L’infilata di parolacce e insulti che Vittorio Sgarbi è capace di inanellare in 10 minuti di trasmissione, sulla Bbc non le hanno mai sentite in 10 anni. Forse nemmeno in 20, se si pensa al grande scandalo con strascico di polemiche che accompagna episodi come quello accaduto l’altra sera, quando per un “idiota” volato nel corso del programma Newsnight i vertici della Bbc si sono scusati personalmente con l’insultato e il conduttore ha fatto mea culpa per non aver saputo bloccare in tempo la “scortesia”.

Newsnight è un programma culto della Bbc e la trasmissione è condotta da Jeremy Paxman, il volto forse più famoso e autorevole del giornalismo britannico. Quello, per intenderci, che fece fare una figura barbina al ministro Frattini e che metterebbe in difficoltà qualsiasi politico italiano: loro abituati a evitare le domande, a usare il video a proprio piacimento per dire quello che vogliono e con i tempi che desiderano; Paxman che conduce con i suoi tempi, fa domande precise e non permette all’ospite di svicolare. Se uno non risponde, rifà la domanda all’infinito. Non alza mai la voce, è assolutamente glaciale e tagliente, ironico e sarcastico ma non molla mai l’ospite. È capace di inchiodare personaggi come Tony Balir e segretari di Stato americani. Insomma, l’incarnazione del giornalismo britannico da manuale, quello intransigente e integerrimo, talvolta saputello e perfino troppo pedante. L’opposto del giornalismo trash da tabloid, alla News of the World, niente gossip ma dibattito di alto profilo, molto professionale e pulito.
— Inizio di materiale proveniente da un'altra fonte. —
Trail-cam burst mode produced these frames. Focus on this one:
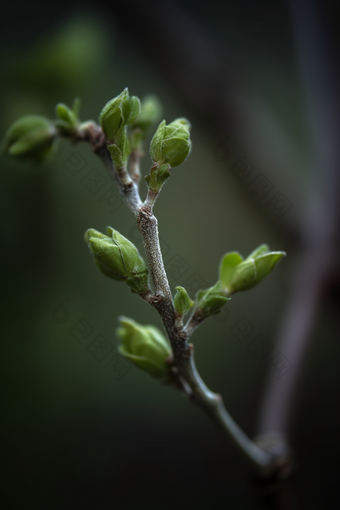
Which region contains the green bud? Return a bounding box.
[55,98,80,135]
[84,227,149,294]
[220,252,243,289]
[174,287,194,316]
[220,244,286,295]
[229,259,257,294]
[196,281,230,318]
[1,115,56,163]
[255,251,286,285]
[131,94,163,135]
[145,164,171,191]
[117,317,171,382]
[107,126,130,168]
[150,118,191,167]
[247,244,270,259]
[99,88,141,142]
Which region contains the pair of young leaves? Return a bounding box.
[99,88,191,173]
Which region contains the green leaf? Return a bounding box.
[99,88,141,140]
[247,244,270,259]
[145,164,171,192]
[196,281,230,318]
[150,118,191,167]
[174,287,194,316]
[230,259,256,294]
[117,317,171,382]
[72,97,81,121]
[131,94,163,132]
[1,115,56,163]
[84,227,148,286]
[123,96,141,126]
[255,251,286,283]
[56,103,78,128]
[219,252,243,292]
[150,120,166,162]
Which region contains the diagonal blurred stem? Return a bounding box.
[258,0,340,434]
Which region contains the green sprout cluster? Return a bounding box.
[1,88,285,382]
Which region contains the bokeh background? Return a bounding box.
[0,0,340,510]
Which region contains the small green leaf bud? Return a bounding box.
[84,227,149,294]
[247,244,270,259]
[229,259,257,294]
[1,115,57,163]
[220,252,243,291]
[131,94,163,135]
[174,287,194,317]
[107,126,130,169]
[99,88,141,142]
[117,317,171,382]
[196,281,230,318]
[150,118,191,167]
[55,98,80,135]
[255,251,287,285]
[220,244,286,295]
[145,164,171,192]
E quindi cosa è successo l’altra sera? Quando per la seconda volta Peter Osborne, il commentatore economico presente in studio con Paxman, ha insultato il portavoce della commissione europea Amadeu Altafaj-Tardio dicendo “that idiot in Brussels”, il supposto idiota collegato dallo studio di Bruxelles si è alzato in silenzio, si è tolto l’auricolare e se n’è andato. Notare che la disputa non era su questioni personali, come spesso accade nella televisione nostrana, ma sulla politica monetaria europea e sulla necessità di salvare l’euro. La mattina dopo il produttore della trasmissione ha telefonato personalmente ad Alfaj-Tardio per scusarsi e si è molto dispiaciuto perché l’interruzione “non ha permesso agli ascoltatori di comprendere ulteriormente la posizione della Commissione europea” rispetto ai temi trattati. “Un’occasione persa” ha detto.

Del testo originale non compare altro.